Understanding Recursion

Recursion is my absolute favorite programming technique. It’s powerful, it’s elegant, and for many problems it yields simple and beautiful solutions. Unfortunately, recursion has a terrible reputation: new programmers find it hard and unnatural and some programmers with years of experience avoid it because of the trauma it incurred when they learned it. There are valid, practical reasons to not use recursion; fear and disdain are not good reasons.

Don’t go down the rabbit hole

To understand a recursive function, many programmers try to visualize the chain of calls and returns. The intent is laudable, but this approach inevitably leads to failure. Humans can only hold 7±2 things in their heads (Miller’s Law); to properly work out the mechanics of a recursive function, we’d have to remember the values of the local variables in every invocation, where recursive calls are made, etc. Very quickly, our brains would get overloaded, we wouldn’t know where we are or where we came from, and we’d be no closer to understanding the function.

The right way to write and understand recursive code is to assume that the function invocations return the right results, and to forget about the mechanics of recursion. It’s easier, faster, and we already do it all the time. When we invoke f in main, do we think about the stack frame of f? No! We rely on the name and/or documentation of the function to know what it does, we use its result, and we move on to the next thing. Why complicate our lives when we see a call to f inside f? The function call mechanism is the same, we can just use the result of the function and be on our way.
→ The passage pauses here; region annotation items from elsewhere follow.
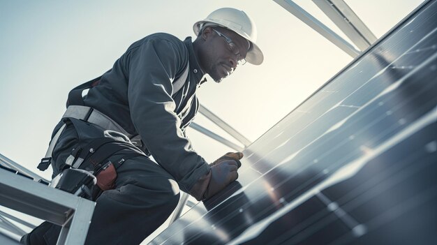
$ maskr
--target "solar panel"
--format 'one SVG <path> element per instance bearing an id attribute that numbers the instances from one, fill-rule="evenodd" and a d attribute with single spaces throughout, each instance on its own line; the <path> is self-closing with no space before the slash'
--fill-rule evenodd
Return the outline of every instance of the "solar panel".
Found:
<path id="1" fill-rule="evenodd" d="M 434 244 L 436 151 L 429 1 L 250 145 L 237 181 L 151 244 Z"/>

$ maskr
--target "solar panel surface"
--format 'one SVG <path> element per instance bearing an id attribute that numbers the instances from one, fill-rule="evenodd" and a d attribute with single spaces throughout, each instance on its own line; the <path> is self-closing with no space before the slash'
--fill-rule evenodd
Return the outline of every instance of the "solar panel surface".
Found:
<path id="1" fill-rule="evenodd" d="M 151 244 L 434 244 L 437 2 L 244 153 L 237 181 Z"/>

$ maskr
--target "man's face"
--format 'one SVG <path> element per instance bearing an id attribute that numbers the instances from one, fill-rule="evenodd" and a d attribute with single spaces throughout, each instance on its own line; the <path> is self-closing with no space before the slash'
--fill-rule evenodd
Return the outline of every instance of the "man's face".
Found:
<path id="1" fill-rule="evenodd" d="M 225 28 L 206 27 L 204 34 L 207 35 L 206 54 L 201 62 L 205 73 L 220 82 L 237 68 L 239 61 L 244 62 L 249 43 L 244 38 Z"/>

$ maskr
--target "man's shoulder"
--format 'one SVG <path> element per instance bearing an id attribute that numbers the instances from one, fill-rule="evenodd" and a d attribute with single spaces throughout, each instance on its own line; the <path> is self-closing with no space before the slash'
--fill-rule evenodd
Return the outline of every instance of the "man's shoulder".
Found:
<path id="1" fill-rule="evenodd" d="M 145 38 L 142 38 L 142 40 L 140 40 L 139 42 L 141 44 L 149 43 L 149 42 L 163 43 L 163 44 L 171 43 L 172 45 L 179 49 L 180 48 L 185 49 L 185 45 L 184 44 L 184 41 L 182 41 L 182 40 L 179 39 L 178 38 L 177 38 L 176 36 L 172 34 L 166 34 L 163 32 L 159 32 L 159 33 L 150 34 L 146 36 Z"/>

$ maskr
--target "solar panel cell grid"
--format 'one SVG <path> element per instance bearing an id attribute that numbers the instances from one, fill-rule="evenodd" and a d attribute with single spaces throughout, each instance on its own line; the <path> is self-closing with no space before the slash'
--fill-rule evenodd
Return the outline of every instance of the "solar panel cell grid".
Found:
<path id="1" fill-rule="evenodd" d="M 430 1 L 249 146 L 237 182 L 151 244 L 435 242 L 436 23 Z"/>

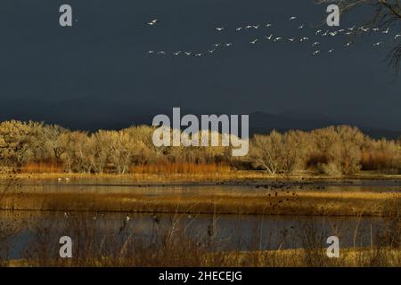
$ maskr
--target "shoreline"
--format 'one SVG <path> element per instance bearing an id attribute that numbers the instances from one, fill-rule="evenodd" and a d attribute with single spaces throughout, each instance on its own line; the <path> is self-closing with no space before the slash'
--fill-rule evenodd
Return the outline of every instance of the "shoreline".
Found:
<path id="1" fill-rule="evenodd" d="M 78 174 L 78 173 L 45 173 L 29 174 L 18 173 L 12 175 L 17 179 L 27 180 L 49 180 L 49 179 L 92 179 L 92 180 L 114 180 L 132 181 L 137 183 L 244 183 L 250 181 L 344 181 L 344 180 L 394 180 L 401 183 L 401 175 L 384 174 L 360 174 L 353 175 L 268 175 L 261 171 L 233 171 L 230 173 L 211 174 Z M 9 175 L 0 175 L 0 181 L 9 179 Z"/>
The following Python function computes the depth of a tree, i.e., the maximum length between the root node and a leaf node.

def depth(tree):
    if tree is None:
        return 0
        d_left = depth(tree.left)
        d_right = depth(tree.right)
        return 1 + max(d_left, d_right)

This is a well-formed recursive function: it has a base case, an inductive case, and the recursive calls are made on “smaller” inputs, i.e., they are getting closer to the base case. When the tree is empty (base case), we return zero. When the tree is not empty (inductive case), we compute the depths of the left and right sub-trees, we take the greatest of those two values, and we add one. That’s it! We understand this function and we haven’t given one iota of thought to stack frames.

The recipe

Base case: To write a recursive function, we first need to find the base cases. Most often there is only one, but there may be more. Typical base cases are: zero, the empty string, the empty list, the empty tree, null, etc. If the input to the function is the base case, we return the answer and we’re done.

Inductive case: After we’ve handled the base cases, it’s time to tackle all the other cases. This is where we do recursive calls. The argument of a recursive call needs to be “smaller”—“closer” to the base case than the current argument. If the function accepts an integer and the base case is zero, the typical argument to the recursive call is n-1; if the function accepts a tree, the typical argument is a sub-tree. The idea is that eventually a recursive call will hit the base case. Once you have the result for a smaller input, find how to use it to compute the result of the current input, return it, and you’re done.